Here’s how to do it:

  1. Head to Marketing > Landing Pages or Marketing > Main Website

  2. Click the Create a new landing page button or the Create a new page button in the top right-hand corner to create a new button, or click on the name of an existing page you want to add the button to

  3. Add a button element to the page (here’s our guide on how to add sections and elements with the 2.0 builder if you need help with that)

  4. Change the Action to “Go to link…” and now you’ll see two options for adding UTM parameters to the button:

    • Option 1 - Pass Through UTM Params: Simplero will carry over the page’s UTM parameters when someone clicks it.

    • Option 2 - Add UTM/Tracking Params: Simplero will override the page’s UTM parameters (with the new ones you add to this button) when someone clicks it.

NOTE! Be careful adding UTMs to links on a page you're already UTM tracking.

If someone arrives on your page via a UTM-tagged link, any buttons or links on that page leading to other pages on your site should have Pass through UTM params selected - not Add UTM/tracking params. If you manually add UTM parameters to those buttons, they will overwrite the original source data and you'll lose track of where that visitor originally came from. If you select both options, the system will prioritise the new parameters you added.

Use Add UTM/tracking params on a button only when you intentionally want to track that specific click as a separate source, and you're not concerned about preserving the original UTM tags on the page itself.

Using UTMs with Meta (Facebook and Instagram) ads

If you're running paid ads on Facebook or Instagram, here's something important to know: Meta tracks performance inside its own platform (clicks, reach, impressions), but that data stays inside Meta. To see what happens after the click - whether someone signed up, bought something, or bounced - you need UTM parameters feeding into your own analytics.

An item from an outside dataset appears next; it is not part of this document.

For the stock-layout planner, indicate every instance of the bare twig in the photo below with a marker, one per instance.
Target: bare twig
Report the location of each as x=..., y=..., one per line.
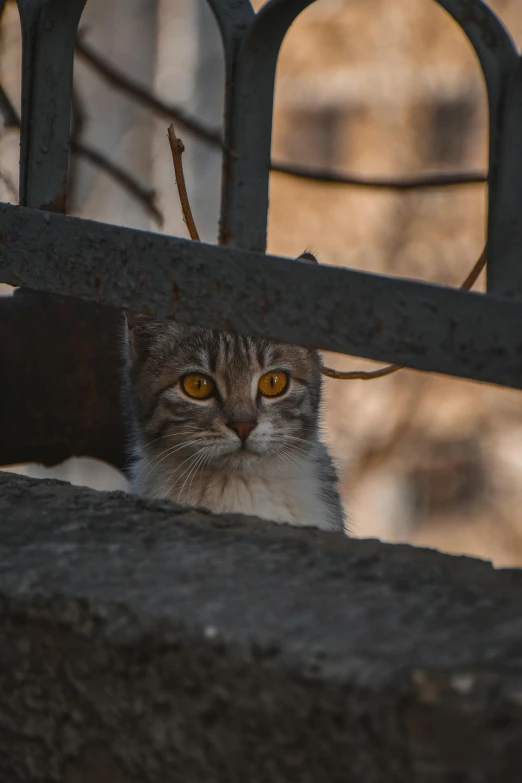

Here's Meta's guide on how to set up URL parameters for your Meta ads in Meta Ads Manager.

Meta lets you use dynamic variables so you don't have to type campaign names manually every time. For example:

utm_source=facebook&utm_medium=paid_social&utm_campaign=&utm_content=

NOTE! Meta will sometimes auto-apply its own UTMs if you don't set them - but their defaults can misattribute paid traffic as organic social in your analytics. Building your own UTM template gives you more accurate, consistent data.

Best practices to keep your UTM data clean

UTM parameters only work well if everyone uses them consistently. Here are the most important rules to follow:

  • Always use lowercase

    • UTMs are case-sensitive. Summer_Sale and summer_sale are treated as two completely different campaigns. Stick to lowercase everywhere.

  • Agree on naming conventions with your team

    • If one person uses cpc and another uses paid, your analytics will treat those as separate channels even if they mean the same thing. Decide on your terms upfront and document them.

  • Keep campaign names short and specific

    • Good campaign names are easy to spot in a report: 2024_q2_webinar is much clearer than webinar_q2_2024. Lead with the most unique identifier.